Students upset about financial aid changes in COE

When Alejandro Gonzales and Kedwin Dominguez decided to pursue electrical engineering at USF, they always anticipated attending the College of Engineering’s (COE) master’s program.

That changed when they learned they could not receive financial aid to pay for tuition like they thought they would through a teaching assistant (TA) position.

That’s because funding that would normally be set aside as financial aid for TAs in the master’s program has been reallocated to recruit students into the college’s doctorate program. Before the switch, which will take place in the 2010-11 academic year, Gonzalez, a senior, said he would have received about an 80 percent tuition break through the program.
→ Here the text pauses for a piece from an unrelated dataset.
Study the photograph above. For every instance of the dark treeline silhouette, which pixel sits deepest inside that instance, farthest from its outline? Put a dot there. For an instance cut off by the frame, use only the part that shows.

“Last year, basically, they had a balance between master’s students and Ph.D. students,” Gonzalez said of the money set aside to aid students in the programs. “Now, they’re moving to only Ph.D. students, so they’re taking the master’s off the TA positions.”

And John Wiencek, dean of the COE, said Gonzalez is right. The shifting of funds is a part of USF’s strategic plan, aimed at joining the Association of American Universities (AAU), Wiencek said – a nonprofit organization comprised of leading public and private research universities in the U.S. and Canada.

One of the keys to becoming a member of the AAU, Wiencek said, is having more doctorates awarded. With limited resources, that means placing more focus on the program.

Universities must be nominated for an invitation, which is based on research and graduate education programs and is extended via a three-fourths vote from “chief executive officers of the 63 AAU member universities,” according to its website.

“This is about the University as a whole, making sure we’re all on the same page,” Wiencek said.

However, Dominguez, also a senior, said he’s going to take his business elsewhere and look for another university to get his master’s degree because of the “radical change that came out of nowhere.”

“What they’re trying to say is once you get your bachelor’s you’re done and basically all we care about is our ranking,” he said.

A master’s degree is awarded after one year of graduate-level study, and a doctorate degree is awarded after at least three years of graduate-level study and a dissertation is approved by a board of professors.

A memo signed by Karen Liller, dean of USF’s graduate school, says that the COE was allocated $593,500 to support 36 new doctoral students for the 2010-11 academic year.

The COE must enroll and admit at least 104 new doctoral students. Improvements to graduate programs are exactly what Wiencek says will benefit undergraduate students.

“Many of the students entering the doctorate program have the full intention of securing their master’s degree on the way to securing their doctorate degree,” Wiencek said. “We continue to support highly qualified master’s students but are more closely scrutinizing the strategic use of financial resources.”

Wiencek said the COE has set goals for its individual programs: the Ph.D. program will grow, the master’s program will be maintained and experience slight growth and the undergraduate enrollment levels will remain the same.

Although those positions in the doctorate program are secured, Gonzalez said his future in the master’s program still hangs in the balance.

“It’s really bad. I thought I was going to do my master’s here,” Gonzalez said. “I got accepted into the graduate program, but now they just switched (funding) this semester.”